- Cossack raid on Varna: Part of the Cossack raids, Cossack naval campaigns and the Ottoman–Polish War (1620–1621)
| Date | 25 August 1620 |
| Location | Varna, Rumelia Eyalet, Ottoman Empire (Present-day Bulgaria) |
| Result | Cossack victory |

Belligerents
- Zaporozhian Cossacks: Ottoman Empire

Commanders and leaders
- Yakiv Borodavka-Neroda [uk] Ivan Sirko: Mustafa I

Strength
- 150 boats: Unknown

= Raid on Varna =

The Raid on Varna (Note: Varnaya Baskın
Наліт на Варну
Обсада Варни) was conducted by the Zaporozhian Cossacks after their raid on Istanbul, on 25 August 1620.

== Prelude ==

On August 9, Cossacks were now fully done with the Russo-Polish War and could again focus on lower Dnieper, conducting numerous raids on the Tatar and Turkish territories, and acted jointly, both the Zaporozhian and Sloboda Cossacks. They organized together went on a campaign, devastating the European coast of Turkey on the Black Sea.

== Raid ==

On August 25, Cossacks of the Murafa unit led by Ivan Sirko, took part with other Cossacks in the campaign on 150 boats.

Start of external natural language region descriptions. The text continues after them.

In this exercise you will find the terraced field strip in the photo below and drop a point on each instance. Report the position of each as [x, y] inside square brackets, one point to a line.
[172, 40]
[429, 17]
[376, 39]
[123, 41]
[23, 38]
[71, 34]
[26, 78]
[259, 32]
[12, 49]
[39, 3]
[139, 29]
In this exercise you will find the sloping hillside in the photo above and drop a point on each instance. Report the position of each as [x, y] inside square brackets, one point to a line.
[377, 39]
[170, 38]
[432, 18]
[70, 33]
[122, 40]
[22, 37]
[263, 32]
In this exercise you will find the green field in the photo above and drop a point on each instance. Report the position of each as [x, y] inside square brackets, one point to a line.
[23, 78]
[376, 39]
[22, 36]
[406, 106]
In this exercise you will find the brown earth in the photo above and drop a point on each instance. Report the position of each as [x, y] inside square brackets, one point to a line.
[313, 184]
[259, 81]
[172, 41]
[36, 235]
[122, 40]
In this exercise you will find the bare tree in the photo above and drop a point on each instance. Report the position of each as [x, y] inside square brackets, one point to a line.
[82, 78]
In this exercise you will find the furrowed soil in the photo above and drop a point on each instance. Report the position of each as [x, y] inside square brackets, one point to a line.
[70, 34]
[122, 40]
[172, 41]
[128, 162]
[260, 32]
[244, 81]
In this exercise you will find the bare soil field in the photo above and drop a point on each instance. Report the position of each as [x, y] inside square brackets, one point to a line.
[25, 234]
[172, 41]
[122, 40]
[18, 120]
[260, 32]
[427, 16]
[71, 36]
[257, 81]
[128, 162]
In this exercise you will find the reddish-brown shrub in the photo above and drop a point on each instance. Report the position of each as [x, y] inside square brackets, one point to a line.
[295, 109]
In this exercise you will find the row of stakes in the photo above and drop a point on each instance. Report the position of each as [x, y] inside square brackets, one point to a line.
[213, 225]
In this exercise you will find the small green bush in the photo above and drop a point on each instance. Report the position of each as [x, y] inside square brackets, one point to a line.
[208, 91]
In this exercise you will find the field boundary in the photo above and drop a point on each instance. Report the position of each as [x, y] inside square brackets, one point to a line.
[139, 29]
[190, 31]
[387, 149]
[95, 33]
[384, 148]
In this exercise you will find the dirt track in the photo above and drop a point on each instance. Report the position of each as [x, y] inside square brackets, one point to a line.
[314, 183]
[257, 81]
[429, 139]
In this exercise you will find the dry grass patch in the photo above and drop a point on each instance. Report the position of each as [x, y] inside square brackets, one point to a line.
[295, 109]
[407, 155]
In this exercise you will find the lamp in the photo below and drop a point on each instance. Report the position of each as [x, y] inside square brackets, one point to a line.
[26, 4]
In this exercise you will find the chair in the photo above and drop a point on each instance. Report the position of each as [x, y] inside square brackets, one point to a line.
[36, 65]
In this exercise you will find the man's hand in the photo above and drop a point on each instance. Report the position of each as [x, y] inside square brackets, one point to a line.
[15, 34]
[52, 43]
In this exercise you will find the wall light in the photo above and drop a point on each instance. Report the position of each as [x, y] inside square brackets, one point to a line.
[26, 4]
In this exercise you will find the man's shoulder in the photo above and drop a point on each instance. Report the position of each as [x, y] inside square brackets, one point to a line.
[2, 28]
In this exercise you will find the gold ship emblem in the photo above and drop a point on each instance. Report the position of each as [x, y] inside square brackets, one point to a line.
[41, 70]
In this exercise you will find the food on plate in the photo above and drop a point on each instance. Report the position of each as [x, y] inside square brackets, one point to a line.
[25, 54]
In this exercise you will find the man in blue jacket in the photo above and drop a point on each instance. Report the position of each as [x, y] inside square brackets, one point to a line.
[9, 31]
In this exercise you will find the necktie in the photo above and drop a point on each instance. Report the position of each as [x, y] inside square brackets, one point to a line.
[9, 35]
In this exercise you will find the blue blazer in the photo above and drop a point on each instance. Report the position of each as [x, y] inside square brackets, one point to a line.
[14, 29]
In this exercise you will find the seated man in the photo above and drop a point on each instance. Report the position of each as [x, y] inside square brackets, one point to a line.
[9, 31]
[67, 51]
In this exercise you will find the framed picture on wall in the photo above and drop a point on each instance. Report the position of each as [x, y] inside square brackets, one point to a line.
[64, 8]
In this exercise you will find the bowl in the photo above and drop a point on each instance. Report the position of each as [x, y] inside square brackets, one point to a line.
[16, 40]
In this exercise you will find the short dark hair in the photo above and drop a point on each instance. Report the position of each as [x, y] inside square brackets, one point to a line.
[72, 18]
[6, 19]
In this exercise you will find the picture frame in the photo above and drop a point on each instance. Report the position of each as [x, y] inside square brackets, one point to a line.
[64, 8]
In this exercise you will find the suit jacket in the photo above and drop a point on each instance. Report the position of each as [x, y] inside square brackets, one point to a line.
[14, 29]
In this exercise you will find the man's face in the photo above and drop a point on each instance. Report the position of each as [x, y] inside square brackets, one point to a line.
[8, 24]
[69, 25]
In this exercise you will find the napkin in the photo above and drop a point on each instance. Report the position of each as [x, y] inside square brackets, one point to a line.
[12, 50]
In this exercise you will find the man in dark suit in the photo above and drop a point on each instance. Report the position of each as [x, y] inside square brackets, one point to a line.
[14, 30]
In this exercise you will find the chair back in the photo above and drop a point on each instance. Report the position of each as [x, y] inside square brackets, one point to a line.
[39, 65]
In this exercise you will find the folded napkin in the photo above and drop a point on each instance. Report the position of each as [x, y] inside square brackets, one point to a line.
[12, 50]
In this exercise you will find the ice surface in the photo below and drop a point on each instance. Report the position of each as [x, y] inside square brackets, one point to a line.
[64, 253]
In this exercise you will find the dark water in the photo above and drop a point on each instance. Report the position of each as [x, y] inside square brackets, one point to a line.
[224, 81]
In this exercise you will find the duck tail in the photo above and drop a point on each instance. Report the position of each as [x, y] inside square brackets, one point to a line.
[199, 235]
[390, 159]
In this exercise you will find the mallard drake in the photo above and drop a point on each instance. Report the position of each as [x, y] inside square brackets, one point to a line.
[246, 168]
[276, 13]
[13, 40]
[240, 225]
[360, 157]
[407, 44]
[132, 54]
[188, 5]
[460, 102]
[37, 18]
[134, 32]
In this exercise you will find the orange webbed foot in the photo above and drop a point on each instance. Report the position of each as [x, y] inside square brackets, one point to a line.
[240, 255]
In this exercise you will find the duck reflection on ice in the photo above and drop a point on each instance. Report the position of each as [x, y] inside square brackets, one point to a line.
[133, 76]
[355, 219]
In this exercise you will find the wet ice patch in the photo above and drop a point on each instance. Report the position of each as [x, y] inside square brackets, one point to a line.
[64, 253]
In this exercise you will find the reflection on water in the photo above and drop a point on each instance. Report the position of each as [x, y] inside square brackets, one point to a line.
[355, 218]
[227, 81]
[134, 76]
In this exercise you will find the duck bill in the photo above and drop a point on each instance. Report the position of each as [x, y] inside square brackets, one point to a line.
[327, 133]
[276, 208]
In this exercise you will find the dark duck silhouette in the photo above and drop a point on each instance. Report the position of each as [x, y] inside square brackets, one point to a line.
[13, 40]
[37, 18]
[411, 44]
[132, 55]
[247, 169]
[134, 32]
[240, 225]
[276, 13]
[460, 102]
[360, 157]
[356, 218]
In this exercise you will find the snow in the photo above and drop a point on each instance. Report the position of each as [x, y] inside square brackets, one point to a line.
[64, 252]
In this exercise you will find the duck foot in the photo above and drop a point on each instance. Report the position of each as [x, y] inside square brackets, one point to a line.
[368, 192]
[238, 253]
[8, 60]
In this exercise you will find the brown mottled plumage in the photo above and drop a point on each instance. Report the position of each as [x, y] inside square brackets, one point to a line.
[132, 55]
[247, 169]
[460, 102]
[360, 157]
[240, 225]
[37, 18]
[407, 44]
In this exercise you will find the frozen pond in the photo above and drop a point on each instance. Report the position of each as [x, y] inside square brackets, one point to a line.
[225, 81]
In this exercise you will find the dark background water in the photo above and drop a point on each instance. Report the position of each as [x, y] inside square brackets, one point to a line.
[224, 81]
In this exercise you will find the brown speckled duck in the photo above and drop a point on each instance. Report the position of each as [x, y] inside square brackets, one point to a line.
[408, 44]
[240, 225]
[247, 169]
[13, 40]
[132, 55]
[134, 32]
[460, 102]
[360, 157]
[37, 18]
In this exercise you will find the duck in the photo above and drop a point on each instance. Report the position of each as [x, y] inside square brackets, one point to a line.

On the Black Sea, they raided and plundered Varna. After this, they raided Perekop and devastated it. These cities were completely looted and Cossacks returned to the Sich. Before these attacks, Cossacks raided Istanbul.

== Aftermath ==

Cossack raids on Turkish-Tatar territories, especially Istanbul ended up becoming a pretext for attack on Cecora.